When I asked my mother and aunt about him, they—who never hesitated to denigrate my father—just sucked in their lips and shook their heads. It broke them, my mother said, which was as close as she came to compassion for her ex-in-laws. I don’t know exactly what happened (Haven’t I asked before? When did I give up on figuring out the truth?), but I do know that Phillip was on the back of a motorcycle driven by his eldest brother, Bill.
I know my father, Stephen, was in a car with my grandfather. Had they been racing, the car and the motorcycle? A whisper that Bill, driving the motorcycle, had been drinking. I heard once that there was an item (a hat? sunglasses?) dropped and Bill turned the bike around to retriev
e it. I heard my father saw the entire thing from the car with his father. That he could never un-see it.
I know Phillip was sixteen years old when he flew off the back of Bill’s motorcycle and hit the freeway, dead.

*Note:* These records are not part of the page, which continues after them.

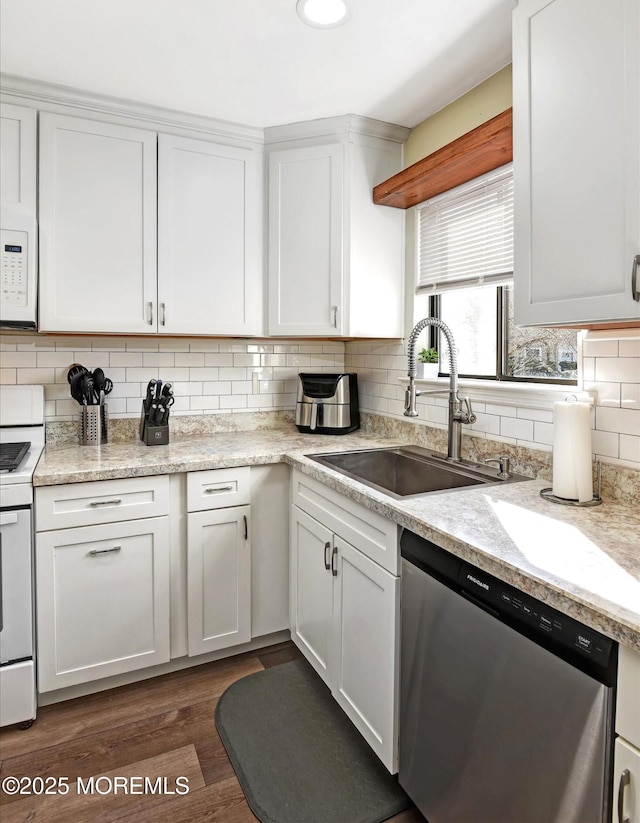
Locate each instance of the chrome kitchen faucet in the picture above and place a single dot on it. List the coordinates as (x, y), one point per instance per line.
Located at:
(457, 414)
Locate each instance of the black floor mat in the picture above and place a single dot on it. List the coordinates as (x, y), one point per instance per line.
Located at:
(298, 757)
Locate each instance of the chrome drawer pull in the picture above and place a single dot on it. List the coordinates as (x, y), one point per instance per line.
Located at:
(625, 780)
(105, 551)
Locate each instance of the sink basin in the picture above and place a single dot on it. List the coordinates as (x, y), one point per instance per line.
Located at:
(409, 470)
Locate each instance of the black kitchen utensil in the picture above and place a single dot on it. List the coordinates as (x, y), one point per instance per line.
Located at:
(75, 369)
(151, 385)
(99, 381)
(75, 387)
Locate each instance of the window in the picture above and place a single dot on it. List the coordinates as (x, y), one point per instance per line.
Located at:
(464, 277)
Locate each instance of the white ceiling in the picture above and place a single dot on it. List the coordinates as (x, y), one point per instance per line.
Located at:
(254, 61)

Bill was certainly happy that morning…Now when I ask my aunts and cousins what really happened, with either Phillip or Bill, I get a slightly different, sometimes a wildly different, story. This makes sense. No one wants to look directly at the trauma itself, only the shapes it makes.
My sister is under the impression that we should try to go west for Bill’s funeral (not that we necessarily do it, but that we appear to be trying seems important). I am busy. I’m packing up my life in New York, I’m moving to Los Angeles, I have a wedding in Mexico, did she not remember that?
Besides, I haven’t seen our father in six years, do you think it’s an accident? I ask her. It’s a rhetorical question. Historically, she’s been more forgiving of him. I think it’s because she doesn’t know him as well.
The last time I saw my father was a courtesy to her: it was her wedding. To imagine sitting next to him at his brother’s funeral, having to witness the Catholic theatrics, being close to his pain again, a pain that is, in fact, endless, all the while pretending to be his daughter, is physically impossible for me. I skip the funeral, go to Mexico instead. But the spell is broken. I can feel him again. It’s in Mexico that I start writing about him.
San Pedro, California
The men came from San Pedro.
My father, my ghost uncles, my aunt’s husband, Gary, my former stepfather, Richard. On the other side of the Palos Verdes Peninsula is the Port of Los Angeles, so industrial it looks postapocalyptic in places. There’s a point, driving on the Vincent Thomas Bridge, where the burned bark smell of the refineries used to creep into the car. Christina and I would scream and plug our noses. Rising above the bay where every freighter, cruise ship, ocean-bound import and export exchanged their identities, is a hill called San Pedro.